Tej nocy kolejna próba, sfrustrowany niemożnością snu obudziłem się po 5h, dosłownie pare minut na telefonie, 5 max i idę spać. Próbuję się skupić na świadomości wyłącznie, brak hipnagogów ale wydaje mi się, że zaszedłem trochę dalej. Tzn. starałem utrzymać świadomość, już nie przez oddech, lecz zwyczajnie, bez kotwic. Zdając sobie sprawę z tego co robię. Efekty (CHYBA) przyszły trochę szybciej, paraliż złapał szybciej, początkowo delikatnie (jak zawsze) i po ok. 10 minutach różnych efektów dźwiękowych - totalne wygaszenie obrazu który był szary, na kolor czarny (w ciągu jednej sekundy, nagle). Zero dźwięków, bez pisku, wszystko jakby zniknęło. Jednak serce zaczęło bić o wiele mocniej, szybciej, nie mogłem nad tym zapanować. Nie miałem przed oczami nic, nie słyszałem już nic, było ciemno. Więc wstałem - ale nie śniłem.

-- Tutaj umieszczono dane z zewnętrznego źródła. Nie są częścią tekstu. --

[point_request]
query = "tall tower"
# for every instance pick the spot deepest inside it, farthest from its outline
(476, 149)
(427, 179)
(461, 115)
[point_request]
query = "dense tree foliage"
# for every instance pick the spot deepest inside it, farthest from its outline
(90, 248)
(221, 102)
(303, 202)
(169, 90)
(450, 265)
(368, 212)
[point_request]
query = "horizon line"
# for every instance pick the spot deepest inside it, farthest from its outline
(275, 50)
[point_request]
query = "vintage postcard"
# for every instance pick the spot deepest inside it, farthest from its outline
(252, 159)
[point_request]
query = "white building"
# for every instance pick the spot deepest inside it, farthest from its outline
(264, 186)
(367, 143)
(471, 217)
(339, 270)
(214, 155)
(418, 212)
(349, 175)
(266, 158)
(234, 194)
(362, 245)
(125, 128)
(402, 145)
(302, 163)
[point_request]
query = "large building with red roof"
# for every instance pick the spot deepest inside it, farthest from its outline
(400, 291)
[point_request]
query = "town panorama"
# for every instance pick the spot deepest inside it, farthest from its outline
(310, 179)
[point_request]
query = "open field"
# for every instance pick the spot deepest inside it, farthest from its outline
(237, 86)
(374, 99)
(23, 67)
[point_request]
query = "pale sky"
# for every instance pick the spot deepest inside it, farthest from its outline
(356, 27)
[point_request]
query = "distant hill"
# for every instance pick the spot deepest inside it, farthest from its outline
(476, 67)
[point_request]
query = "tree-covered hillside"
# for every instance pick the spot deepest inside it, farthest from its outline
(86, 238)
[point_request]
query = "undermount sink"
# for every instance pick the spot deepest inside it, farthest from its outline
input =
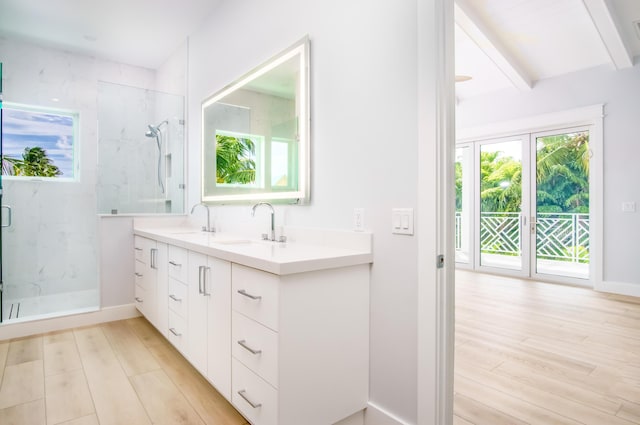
(231, 241)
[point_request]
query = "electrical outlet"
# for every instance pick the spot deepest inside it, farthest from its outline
(358, 219)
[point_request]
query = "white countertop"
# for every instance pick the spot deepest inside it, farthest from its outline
(274, 257)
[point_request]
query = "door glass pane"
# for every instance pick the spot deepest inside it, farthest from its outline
(464, 196)
(500, 204)
(562, 204)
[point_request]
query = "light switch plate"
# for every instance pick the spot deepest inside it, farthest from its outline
(628, 207)
(402, 221)
(358, 219)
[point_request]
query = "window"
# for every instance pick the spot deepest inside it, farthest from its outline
(38, 143)
(239, 159)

Teraz nie wiem w jakim kierunku podążać, czy tak jak przez pierwsze 2 dni? - A może byłem blisko w swoim ostatnim razie? Ciężko mi to ocenić, bo nie wiem czego bardziej się trzymać, może ktoś miał podobne problemy?

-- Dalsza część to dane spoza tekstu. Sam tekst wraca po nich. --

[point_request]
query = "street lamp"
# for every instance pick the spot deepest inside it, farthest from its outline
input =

LD miałem kilka lat temu robiąc dziennie TR, więc mniej więcej wiem co i jak, wiem że sny są identyczne jak rzeczywistość, odczucia są takie same, nie zmienia się wiele. Ze 3-4 bym ich naliczył - wykonywane celowo.
Chciałbym do tego wrócić.

Wdzięczny za porady,
- OhHiDoggy
Znajdź wszystkie posty użytkownika
Odpowiedz cytując ten post
#2
Najbliżej byłeś przy próbie z przyspieszonym rytmem serca. Powinieneś był poczekać jeszcze, przy braku ekscytacji powinno nadejść dość skokowe wejście w sen, zazwyczaj zapowiadane piskiem. Po tym etapie zazwyczaj trzeba trochę poczekać aż sen się pogłębi, lub zasugerować treść myślami, żeby rozświetlić ciemność. No ale nie wiem czy warto tak celować w pełnego WILDa. Łatwiej jest doprowadzić do utraty świadomości podczas tych prób, dzięki czemu często dochodzi do samoistnego uświadomienia w trakcie snu i wtedy nie trzeba go już pogłębiać, jest stabilniejszy. Sugeruję więc spróbować jeszcze raz czy dwa w taki sposób jak to robiłeś, a potem budzić się do WBTB jeszcze godzinę wcześniej.
Znajdź wszystkie posty użytkownika
Odpowiedz cytując ten post
#3
Wild jest bardzo trudną techniką która wydaję się mega łatwa, trzeba liczyć troszkę na szczęście. Przynajmniej ja tak to odczuwam. Mnie wild trochę męczy ale przyszłościowo chcę uderzyć głównie w tą technikę :) osobiście myślę abyś próbował różnych technik, każdy jest inny i na każdego inaczej wszystko działa :) przed wildem spróbuj afirmacji i mantry typu że gdy zaśniesz to przypomnisz sobie że to jest sen. 
Jak nie pyknie wild to być może pyknie ta afirmacja ;) a jak nie to kolejnego dnia będzie kolejna noc i kolejna próba.
 
Znajdź wszystkie posty użytkownika
Odpowiedz cytując ten post
#4
@Crown 
Próbowałem afirmacji parę lat temu i teraz tak samo - mi nie wchodzi. Mimo wszystko nie wykluczam tej techniki ze swojego spisu i łączę je do jednej całości aby wykorzystać jak najwięcej potencjału.

@incestus
Czyli wychodzi na to, że u mnie kotwice niekoniecznie wychodzą aż tak pozytywnie - Jednak przy skupianiu się na samej świadomości wychodzi to po prostu lepiej, szybciej i się nie gubię przy tym.
Świetnie - dla mnie to o wiele łatwiejsze.

Pytanie:
Czy ten pisk przeważnie poprzedza już sen i czy powinienem wtedy zrobić coś konkretnego, kiedy go usłyszę, czy kontynuować cały czas tak samo?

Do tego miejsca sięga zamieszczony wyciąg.